If a file has an open handle at the time it gets unlinked, application code can continued to use the file handle to read and write data. All files retain a reference count, and a file isn't deleted from the RAM representation until its reference code drops to 0. Any attempt to open an unlinked file fails, even if the file is referenced by other file handles.

Writing to a file

The following procedure is used whenever the application code writes to a file. First, if the write operation specifies too much data to fit into a single block, the operation is split into several separate write operations. Then, for each write operation:

Determine which existing blocks the write operation overlaps (n = number of overwritten blocks).
If n = 0, this is an append operation. Write a data block with the following properties:
- ID: New unique value.
- Sequence number: 0.
Else (n > 1), this write overlaps existing data.
1. For each block in [1, 2, ... n-1], write a new block containing the updated contents. Each new block supersedes the block it overwrites. That is, each block has the following properties:
  - ID: Unchanged
  - Sequence number: Previous value plus one.
2. Write the nth block. The nth block includes all appended data, if any. As with the other blocks, its ID is unchanged and its sequence number is incremented.

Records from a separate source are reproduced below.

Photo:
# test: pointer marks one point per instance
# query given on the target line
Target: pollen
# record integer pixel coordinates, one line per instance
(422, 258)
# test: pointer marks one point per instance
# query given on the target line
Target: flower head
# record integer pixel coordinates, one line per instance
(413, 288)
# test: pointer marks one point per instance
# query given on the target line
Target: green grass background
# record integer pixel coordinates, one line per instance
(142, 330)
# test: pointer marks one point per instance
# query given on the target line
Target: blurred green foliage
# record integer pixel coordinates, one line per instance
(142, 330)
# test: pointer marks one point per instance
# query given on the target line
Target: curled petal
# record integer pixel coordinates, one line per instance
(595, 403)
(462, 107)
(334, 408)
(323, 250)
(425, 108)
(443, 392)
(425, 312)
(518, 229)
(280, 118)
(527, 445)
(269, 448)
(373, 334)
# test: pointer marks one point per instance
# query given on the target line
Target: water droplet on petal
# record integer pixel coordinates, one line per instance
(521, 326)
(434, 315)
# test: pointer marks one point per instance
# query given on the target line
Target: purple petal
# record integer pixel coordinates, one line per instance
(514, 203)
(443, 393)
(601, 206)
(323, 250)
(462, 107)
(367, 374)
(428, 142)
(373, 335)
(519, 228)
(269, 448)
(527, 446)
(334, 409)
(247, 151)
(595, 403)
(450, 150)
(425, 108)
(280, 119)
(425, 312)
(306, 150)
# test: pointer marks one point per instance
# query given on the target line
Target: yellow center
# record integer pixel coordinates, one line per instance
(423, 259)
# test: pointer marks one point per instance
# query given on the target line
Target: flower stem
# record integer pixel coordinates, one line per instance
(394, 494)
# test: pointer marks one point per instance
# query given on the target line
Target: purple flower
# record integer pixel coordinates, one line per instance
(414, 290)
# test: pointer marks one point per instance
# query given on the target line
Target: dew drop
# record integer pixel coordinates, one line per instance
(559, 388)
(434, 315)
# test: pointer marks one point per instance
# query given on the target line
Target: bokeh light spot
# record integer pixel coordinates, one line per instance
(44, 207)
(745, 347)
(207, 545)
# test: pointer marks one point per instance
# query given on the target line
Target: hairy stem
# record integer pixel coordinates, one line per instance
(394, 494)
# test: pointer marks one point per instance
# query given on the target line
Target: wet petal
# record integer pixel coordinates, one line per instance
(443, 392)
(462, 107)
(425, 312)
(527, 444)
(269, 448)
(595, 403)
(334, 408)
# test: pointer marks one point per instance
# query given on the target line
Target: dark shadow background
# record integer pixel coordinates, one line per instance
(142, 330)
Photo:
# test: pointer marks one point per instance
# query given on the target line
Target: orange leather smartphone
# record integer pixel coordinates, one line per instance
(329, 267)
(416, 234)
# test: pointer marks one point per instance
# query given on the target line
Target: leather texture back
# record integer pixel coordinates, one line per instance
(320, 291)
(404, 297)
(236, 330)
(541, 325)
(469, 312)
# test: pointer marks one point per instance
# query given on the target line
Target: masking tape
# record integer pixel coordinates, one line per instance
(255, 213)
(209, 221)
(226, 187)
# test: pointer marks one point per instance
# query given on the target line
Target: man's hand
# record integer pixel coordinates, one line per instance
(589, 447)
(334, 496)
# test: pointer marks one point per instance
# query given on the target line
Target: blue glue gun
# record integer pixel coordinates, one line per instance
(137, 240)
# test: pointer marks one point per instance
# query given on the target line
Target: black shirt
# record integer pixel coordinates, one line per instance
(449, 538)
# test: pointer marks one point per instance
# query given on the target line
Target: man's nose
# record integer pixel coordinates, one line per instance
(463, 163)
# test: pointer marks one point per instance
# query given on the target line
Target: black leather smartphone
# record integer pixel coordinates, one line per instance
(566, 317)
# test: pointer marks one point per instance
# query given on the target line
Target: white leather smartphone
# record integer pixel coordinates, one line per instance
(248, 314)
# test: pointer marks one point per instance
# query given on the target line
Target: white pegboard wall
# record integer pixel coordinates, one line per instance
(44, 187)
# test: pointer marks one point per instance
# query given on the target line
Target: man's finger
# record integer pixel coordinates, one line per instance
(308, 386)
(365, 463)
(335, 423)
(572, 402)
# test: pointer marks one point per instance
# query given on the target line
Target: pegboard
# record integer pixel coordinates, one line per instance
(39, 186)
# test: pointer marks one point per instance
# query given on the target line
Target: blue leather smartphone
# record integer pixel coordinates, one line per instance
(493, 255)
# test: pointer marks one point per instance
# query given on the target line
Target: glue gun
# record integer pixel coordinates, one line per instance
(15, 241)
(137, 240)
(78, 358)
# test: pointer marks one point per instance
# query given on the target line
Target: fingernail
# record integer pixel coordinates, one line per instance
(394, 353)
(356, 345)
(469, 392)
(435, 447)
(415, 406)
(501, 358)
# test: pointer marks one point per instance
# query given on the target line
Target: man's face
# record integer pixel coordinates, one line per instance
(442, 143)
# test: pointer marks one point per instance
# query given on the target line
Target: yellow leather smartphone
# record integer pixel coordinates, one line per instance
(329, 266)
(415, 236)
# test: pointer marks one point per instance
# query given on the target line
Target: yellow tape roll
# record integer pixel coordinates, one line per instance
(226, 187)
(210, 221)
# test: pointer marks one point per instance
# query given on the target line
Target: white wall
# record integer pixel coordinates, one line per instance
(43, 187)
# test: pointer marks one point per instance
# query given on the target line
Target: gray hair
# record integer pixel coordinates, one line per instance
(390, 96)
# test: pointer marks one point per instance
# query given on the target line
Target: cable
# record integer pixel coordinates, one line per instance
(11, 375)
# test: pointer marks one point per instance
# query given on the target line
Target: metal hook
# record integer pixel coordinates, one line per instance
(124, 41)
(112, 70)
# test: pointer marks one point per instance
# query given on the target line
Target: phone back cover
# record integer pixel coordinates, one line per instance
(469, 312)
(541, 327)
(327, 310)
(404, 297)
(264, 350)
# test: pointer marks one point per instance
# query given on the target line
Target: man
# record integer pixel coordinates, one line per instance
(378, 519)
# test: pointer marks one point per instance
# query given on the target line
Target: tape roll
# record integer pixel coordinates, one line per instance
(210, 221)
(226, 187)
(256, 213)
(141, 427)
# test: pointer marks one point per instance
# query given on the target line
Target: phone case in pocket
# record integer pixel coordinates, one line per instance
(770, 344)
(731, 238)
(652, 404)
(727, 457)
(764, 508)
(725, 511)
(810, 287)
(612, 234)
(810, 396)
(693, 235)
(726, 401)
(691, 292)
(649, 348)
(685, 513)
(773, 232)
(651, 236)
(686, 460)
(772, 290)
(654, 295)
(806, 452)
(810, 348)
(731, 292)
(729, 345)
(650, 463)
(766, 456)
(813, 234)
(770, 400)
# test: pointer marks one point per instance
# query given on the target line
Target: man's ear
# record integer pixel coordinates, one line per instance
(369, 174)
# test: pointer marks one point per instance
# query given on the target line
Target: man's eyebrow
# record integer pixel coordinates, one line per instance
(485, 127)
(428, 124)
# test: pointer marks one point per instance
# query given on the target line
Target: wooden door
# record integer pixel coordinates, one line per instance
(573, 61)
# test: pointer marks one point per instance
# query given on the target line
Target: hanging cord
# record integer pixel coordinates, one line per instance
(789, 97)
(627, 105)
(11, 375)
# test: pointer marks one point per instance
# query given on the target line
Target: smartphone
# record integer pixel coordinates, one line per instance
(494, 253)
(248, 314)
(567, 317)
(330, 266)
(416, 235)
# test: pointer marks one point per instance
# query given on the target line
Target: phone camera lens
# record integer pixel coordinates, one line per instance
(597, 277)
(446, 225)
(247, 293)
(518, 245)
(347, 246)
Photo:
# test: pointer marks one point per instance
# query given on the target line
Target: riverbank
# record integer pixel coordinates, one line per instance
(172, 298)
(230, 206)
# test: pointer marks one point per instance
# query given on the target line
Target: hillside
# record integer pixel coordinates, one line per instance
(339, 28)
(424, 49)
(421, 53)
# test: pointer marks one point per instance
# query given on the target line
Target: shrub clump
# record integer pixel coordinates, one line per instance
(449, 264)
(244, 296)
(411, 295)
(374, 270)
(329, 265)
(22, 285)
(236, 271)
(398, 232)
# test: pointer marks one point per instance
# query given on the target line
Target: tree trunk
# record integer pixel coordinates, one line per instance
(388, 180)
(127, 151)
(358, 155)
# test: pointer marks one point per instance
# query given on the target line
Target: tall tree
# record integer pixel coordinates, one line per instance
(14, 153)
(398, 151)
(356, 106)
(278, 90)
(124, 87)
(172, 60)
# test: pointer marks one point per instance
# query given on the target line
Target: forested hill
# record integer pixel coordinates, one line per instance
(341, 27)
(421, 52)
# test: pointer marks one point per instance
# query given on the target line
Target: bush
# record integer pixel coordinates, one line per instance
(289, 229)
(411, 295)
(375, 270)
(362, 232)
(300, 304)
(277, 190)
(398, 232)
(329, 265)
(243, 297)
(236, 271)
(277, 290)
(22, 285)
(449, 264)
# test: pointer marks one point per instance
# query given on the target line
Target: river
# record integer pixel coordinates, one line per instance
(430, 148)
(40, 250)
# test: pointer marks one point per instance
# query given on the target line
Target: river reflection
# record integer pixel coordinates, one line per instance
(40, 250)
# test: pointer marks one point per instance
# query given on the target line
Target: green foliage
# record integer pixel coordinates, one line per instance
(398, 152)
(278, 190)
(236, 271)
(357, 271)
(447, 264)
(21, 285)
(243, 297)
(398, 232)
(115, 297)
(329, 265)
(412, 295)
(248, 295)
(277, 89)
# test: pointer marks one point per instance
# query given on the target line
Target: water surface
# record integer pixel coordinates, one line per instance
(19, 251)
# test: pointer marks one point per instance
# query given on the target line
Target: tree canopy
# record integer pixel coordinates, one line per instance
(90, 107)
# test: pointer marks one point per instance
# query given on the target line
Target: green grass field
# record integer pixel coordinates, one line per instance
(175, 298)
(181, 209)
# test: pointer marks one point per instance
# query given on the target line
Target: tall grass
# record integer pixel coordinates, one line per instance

Appended data can only be written to the end of the file. That is, “holes” are not supported.

Garbage collection

When the file system is too full to accommodate a write operation, the system must perform garbage collection to make room. The garbage collection procedure is described below:

The non-scratch area with the lowest garbage collection sequence number is selected as the “source area.” If there are other areas with the same sequence number, the one with the smallest flash offset is selected.
The source area‘s ID is written to the scratch area’s header, transforming it into a non-scratch ID. This former scratch area is now known as the “destination area.”
The RAM representation is exhaustively searched for collectible objects. The following procedure is applied to each inode in the system:
- If the inode is resident in the source area, copy the inode record to the destination area.
- If the inode is a file inode, walk the inode's list of data blocks, starting with the last block in the file. Each block that is resident in the source area is copied to the destination area. If there is a run of two or more blocks that are resident in the source area, they are consolidated and copied to the destination area as a single new block (subject to the maximum block size restriction).
The source area is reformatted as a scratch sector (i.e., is is fully erased, and its header is rewritten with an ID of 0xff). The area's garbage collection sequence number is incremented prior to rewriting the header. This area is now the new scratch sector.